Rusya’nın BM Daimi Temsilci Yardımcısı Dmitry Polyanskiy, Rusya’nın tarafı olduğu kritik konu başlıkları ve Türkiye’nin konumuyla ilgili Harici’ye açıklamalarda bulundu.

Rusya’nın BM Daimi Temsilci Yardımcısı Dmitry Polyanskiy, Ermenistan ve Kazakistan’la ikili ilişkilerin geleceği, Kuzey Akım sabotajı, Ukrayna’da barış ihtimali ve Ukrayna krizinde Türkiye’nin konumuna dair Harici’nin sorularını yanıtladı.
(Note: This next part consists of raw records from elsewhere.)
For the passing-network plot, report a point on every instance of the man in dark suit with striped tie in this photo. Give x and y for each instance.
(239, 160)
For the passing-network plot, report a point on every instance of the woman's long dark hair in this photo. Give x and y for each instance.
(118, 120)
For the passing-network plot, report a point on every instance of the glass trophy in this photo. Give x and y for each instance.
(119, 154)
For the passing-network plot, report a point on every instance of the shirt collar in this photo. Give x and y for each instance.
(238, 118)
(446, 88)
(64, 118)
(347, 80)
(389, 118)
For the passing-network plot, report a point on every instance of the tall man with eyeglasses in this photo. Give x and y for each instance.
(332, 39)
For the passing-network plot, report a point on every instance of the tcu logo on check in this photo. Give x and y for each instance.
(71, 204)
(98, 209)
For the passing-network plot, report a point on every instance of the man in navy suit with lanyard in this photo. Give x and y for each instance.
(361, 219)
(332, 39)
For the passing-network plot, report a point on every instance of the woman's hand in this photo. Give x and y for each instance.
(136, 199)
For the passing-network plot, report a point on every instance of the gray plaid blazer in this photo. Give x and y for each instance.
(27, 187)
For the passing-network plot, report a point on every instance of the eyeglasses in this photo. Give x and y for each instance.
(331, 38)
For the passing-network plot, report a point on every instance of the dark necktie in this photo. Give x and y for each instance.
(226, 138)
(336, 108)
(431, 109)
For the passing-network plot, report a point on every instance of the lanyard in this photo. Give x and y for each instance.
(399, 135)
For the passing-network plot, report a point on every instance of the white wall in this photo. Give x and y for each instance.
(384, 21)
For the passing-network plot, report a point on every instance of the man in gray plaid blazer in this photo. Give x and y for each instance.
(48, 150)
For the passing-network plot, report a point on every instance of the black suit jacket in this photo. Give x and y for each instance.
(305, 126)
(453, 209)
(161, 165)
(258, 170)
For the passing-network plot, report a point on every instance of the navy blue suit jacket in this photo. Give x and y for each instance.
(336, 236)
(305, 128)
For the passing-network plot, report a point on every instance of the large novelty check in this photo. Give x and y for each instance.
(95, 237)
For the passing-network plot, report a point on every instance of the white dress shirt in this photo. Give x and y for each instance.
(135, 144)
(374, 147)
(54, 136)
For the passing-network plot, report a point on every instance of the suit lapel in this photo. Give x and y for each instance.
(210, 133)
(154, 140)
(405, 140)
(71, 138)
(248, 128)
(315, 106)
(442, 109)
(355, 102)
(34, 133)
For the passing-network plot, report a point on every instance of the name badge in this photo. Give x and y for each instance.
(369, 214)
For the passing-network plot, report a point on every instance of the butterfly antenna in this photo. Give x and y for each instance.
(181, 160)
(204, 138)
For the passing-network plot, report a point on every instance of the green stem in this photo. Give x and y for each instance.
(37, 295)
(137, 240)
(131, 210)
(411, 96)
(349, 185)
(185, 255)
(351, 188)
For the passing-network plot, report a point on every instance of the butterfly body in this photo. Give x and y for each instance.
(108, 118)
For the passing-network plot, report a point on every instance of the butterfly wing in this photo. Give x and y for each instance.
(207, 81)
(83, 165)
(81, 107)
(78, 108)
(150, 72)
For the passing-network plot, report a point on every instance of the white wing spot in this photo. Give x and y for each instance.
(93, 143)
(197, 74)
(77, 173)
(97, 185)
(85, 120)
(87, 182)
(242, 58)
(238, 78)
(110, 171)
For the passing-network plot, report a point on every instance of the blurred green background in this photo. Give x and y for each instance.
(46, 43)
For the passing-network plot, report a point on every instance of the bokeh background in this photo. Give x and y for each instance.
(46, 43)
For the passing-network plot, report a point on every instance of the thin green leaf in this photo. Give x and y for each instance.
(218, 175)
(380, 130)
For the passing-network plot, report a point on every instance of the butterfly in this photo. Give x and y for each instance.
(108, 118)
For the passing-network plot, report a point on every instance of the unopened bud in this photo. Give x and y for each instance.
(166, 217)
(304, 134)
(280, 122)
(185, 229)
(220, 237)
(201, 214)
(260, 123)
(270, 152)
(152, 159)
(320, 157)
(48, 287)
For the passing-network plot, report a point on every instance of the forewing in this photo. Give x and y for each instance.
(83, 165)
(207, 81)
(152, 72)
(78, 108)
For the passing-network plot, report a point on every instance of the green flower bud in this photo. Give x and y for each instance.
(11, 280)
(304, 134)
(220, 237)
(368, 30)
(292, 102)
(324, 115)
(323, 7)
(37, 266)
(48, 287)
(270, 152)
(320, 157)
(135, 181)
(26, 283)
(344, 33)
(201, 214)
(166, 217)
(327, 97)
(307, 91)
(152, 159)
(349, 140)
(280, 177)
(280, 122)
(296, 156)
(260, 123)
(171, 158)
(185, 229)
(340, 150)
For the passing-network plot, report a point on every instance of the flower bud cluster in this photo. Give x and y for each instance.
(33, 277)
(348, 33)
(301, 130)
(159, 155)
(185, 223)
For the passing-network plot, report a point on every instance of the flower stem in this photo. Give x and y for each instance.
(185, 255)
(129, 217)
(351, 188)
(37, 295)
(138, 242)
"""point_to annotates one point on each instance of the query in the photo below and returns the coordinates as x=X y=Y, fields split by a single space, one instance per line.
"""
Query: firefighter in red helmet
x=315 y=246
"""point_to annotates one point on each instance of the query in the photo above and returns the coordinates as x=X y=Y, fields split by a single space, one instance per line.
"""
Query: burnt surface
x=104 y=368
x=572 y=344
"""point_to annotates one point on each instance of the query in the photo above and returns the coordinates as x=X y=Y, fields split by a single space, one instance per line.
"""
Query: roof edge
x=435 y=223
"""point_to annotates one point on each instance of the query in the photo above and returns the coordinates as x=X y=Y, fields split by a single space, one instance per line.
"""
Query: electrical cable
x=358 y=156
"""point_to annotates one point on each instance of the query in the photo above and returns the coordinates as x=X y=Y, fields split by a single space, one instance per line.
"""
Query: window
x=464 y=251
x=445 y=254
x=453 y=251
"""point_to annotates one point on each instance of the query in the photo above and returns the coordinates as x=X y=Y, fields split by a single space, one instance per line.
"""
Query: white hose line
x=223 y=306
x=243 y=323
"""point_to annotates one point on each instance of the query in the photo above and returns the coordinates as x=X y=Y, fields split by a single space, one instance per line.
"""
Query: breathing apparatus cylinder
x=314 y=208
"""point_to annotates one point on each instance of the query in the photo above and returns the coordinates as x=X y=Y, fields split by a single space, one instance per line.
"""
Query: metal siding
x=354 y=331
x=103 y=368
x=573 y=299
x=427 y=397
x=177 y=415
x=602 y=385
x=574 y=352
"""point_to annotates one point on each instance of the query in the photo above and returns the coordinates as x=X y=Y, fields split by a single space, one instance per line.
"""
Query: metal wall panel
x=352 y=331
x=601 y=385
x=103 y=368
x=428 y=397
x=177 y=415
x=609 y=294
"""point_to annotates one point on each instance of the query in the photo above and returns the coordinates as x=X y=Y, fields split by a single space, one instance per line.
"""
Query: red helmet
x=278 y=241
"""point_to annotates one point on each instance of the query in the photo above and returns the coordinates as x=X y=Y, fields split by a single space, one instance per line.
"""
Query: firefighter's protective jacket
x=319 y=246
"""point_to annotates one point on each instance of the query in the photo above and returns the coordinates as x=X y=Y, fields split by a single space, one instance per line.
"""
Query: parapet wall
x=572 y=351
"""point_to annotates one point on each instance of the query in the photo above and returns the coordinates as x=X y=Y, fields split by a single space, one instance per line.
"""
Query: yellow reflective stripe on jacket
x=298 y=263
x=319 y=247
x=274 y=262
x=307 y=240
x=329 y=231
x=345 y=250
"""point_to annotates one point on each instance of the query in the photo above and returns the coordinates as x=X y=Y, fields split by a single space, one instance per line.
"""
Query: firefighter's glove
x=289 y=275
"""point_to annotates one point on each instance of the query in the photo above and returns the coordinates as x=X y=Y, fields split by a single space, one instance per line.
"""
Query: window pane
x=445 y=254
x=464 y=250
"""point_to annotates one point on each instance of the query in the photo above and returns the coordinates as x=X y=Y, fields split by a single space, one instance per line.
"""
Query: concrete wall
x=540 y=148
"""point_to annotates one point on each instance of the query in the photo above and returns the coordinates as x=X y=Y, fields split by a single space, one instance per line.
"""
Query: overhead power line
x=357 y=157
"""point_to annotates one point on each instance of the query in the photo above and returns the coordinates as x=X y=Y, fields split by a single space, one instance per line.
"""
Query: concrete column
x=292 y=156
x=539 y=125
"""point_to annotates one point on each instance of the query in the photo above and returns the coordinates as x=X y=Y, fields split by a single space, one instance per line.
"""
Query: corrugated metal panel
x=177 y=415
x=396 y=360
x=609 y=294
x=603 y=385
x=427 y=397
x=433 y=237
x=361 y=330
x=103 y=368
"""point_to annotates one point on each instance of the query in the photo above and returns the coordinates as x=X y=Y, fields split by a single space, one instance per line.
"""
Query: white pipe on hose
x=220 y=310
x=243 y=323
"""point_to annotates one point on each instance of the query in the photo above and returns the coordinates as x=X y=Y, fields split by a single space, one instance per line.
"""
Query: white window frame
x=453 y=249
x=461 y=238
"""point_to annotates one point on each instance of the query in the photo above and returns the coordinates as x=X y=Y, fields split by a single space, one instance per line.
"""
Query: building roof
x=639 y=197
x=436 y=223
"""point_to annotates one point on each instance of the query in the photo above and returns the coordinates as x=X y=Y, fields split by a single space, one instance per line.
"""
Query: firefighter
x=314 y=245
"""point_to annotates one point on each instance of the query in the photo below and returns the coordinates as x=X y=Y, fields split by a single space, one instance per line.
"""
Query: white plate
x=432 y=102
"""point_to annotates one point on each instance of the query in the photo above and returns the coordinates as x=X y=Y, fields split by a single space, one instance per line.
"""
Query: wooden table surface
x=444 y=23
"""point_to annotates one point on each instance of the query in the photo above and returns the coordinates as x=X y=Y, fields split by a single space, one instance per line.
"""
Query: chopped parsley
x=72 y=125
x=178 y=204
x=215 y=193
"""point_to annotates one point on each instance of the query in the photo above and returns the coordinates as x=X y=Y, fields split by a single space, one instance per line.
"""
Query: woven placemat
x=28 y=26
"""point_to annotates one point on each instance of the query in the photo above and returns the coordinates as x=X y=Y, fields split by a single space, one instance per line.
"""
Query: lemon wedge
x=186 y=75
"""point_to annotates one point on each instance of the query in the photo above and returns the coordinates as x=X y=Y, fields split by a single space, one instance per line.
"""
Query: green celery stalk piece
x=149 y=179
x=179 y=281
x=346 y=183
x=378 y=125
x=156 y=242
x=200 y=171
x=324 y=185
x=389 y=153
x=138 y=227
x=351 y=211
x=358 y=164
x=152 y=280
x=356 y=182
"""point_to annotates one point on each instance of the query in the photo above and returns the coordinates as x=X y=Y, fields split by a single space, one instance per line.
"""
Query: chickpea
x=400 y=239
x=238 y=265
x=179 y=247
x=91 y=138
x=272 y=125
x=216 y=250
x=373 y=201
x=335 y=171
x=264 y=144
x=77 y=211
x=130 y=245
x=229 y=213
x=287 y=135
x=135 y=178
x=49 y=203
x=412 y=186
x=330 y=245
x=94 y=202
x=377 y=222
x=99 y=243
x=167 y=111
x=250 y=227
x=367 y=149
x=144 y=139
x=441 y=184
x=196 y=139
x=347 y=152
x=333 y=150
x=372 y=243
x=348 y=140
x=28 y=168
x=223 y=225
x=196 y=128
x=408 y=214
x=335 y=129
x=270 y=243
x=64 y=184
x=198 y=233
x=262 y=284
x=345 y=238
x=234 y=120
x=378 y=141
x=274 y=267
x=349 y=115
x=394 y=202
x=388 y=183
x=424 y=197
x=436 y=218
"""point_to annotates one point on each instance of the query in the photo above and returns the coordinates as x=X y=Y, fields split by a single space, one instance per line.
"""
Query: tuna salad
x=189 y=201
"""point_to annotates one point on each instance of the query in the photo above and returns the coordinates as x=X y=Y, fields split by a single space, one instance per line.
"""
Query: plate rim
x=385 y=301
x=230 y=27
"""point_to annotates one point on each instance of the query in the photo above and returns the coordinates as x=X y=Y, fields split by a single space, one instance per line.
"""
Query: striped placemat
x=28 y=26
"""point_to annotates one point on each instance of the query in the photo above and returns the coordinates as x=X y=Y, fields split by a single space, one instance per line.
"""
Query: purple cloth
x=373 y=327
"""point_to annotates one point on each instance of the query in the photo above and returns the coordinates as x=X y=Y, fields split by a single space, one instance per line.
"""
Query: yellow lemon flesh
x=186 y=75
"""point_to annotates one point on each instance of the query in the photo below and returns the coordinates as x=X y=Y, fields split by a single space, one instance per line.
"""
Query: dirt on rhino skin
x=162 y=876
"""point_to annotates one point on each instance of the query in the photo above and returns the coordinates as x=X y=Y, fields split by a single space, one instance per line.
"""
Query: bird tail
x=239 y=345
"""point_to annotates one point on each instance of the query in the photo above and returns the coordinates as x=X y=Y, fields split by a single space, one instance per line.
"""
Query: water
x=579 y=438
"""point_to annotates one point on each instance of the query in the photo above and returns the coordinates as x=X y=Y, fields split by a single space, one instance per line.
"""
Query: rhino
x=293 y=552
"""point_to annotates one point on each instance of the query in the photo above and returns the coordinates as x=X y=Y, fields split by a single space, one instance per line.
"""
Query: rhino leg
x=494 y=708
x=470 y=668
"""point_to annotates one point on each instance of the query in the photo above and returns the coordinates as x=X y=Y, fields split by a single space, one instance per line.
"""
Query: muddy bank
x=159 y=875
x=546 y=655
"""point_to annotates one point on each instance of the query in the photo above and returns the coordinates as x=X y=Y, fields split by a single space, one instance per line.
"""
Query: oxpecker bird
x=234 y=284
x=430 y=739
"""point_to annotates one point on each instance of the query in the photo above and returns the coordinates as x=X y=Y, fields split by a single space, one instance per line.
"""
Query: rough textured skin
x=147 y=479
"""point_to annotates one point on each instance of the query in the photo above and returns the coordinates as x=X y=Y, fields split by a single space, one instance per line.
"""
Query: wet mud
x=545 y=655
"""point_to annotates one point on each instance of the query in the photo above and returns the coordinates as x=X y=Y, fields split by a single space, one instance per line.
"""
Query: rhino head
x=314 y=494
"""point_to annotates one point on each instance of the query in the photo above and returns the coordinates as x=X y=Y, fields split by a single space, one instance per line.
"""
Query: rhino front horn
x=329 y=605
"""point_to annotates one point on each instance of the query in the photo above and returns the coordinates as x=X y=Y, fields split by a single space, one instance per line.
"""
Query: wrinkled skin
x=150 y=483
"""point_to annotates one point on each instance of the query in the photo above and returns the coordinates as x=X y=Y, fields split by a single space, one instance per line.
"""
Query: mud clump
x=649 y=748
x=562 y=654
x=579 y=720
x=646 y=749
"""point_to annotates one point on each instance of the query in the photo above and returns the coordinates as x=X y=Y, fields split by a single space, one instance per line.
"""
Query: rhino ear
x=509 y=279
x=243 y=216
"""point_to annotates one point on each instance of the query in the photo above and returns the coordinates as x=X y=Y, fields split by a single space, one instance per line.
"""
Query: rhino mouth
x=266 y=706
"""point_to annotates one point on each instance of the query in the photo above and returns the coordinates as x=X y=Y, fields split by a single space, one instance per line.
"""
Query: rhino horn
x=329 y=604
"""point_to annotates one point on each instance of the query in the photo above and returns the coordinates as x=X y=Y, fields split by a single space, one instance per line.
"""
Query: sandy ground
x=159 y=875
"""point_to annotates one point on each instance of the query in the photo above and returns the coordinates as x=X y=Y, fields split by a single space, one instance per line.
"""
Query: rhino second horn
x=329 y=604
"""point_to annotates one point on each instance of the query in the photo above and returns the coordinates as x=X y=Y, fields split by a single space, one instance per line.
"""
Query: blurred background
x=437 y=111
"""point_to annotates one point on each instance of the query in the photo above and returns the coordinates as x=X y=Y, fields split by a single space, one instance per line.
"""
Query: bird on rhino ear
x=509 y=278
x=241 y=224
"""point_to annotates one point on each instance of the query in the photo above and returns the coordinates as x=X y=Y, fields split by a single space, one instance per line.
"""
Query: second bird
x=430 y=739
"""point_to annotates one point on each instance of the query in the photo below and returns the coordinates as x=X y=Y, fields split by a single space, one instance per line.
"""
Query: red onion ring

Ermenistan Ulusal Meclisi, 3 Ekim tarihinde Uluslararası Ceza Mahkemesinin (UCM) Roma Statüsü’nü onaylamıştı. Bu kararın Rusya-Ermenistan ilişkilerini etkileyebilecek boyutu ise, UCM’nin Rusya Devlet Başkanı Vladimir Putin ve Rusya’nın Çocuk Hakları Komiseri Maria Lvova-Belova hakkında savaş suçu gerekçesiyle yakalama kararı çıkarması olmuşu. 

Yani, senaryoya göre Putin, Roma Statüsü’nü onaylayan Ermenistan’a gittiği takdirde gözaltına alınacak. 

Konuyu değerlendiren Rusya’nın BM Daimi Temsilci Yardımcısı Dmitry Polyanskiy, Rusya’nın ‘geleneksel ve uzun süreli dostluğa’ sahip olduğu Ermenistan’ın bu kararını ‘üzüntüyle karşıladıklarını’ söyledi ve “Bunun Ermenistan’ın güvenliğinin güçlendirilmesine katkı sağlayacağını düşünmüyoruz. Ermenilerin doğru tercihi yapabilecek, ilişkilerimizi çok karmaşık hale getirecek bazı hatalar yapmayacak kadar bilgeliğe sahip olduklarından kesinlikle eminiz” açıklamasında bulundu.

Kuzey Akım: ‘Ana görev ABD’nin sorumluluktan kurtarılması’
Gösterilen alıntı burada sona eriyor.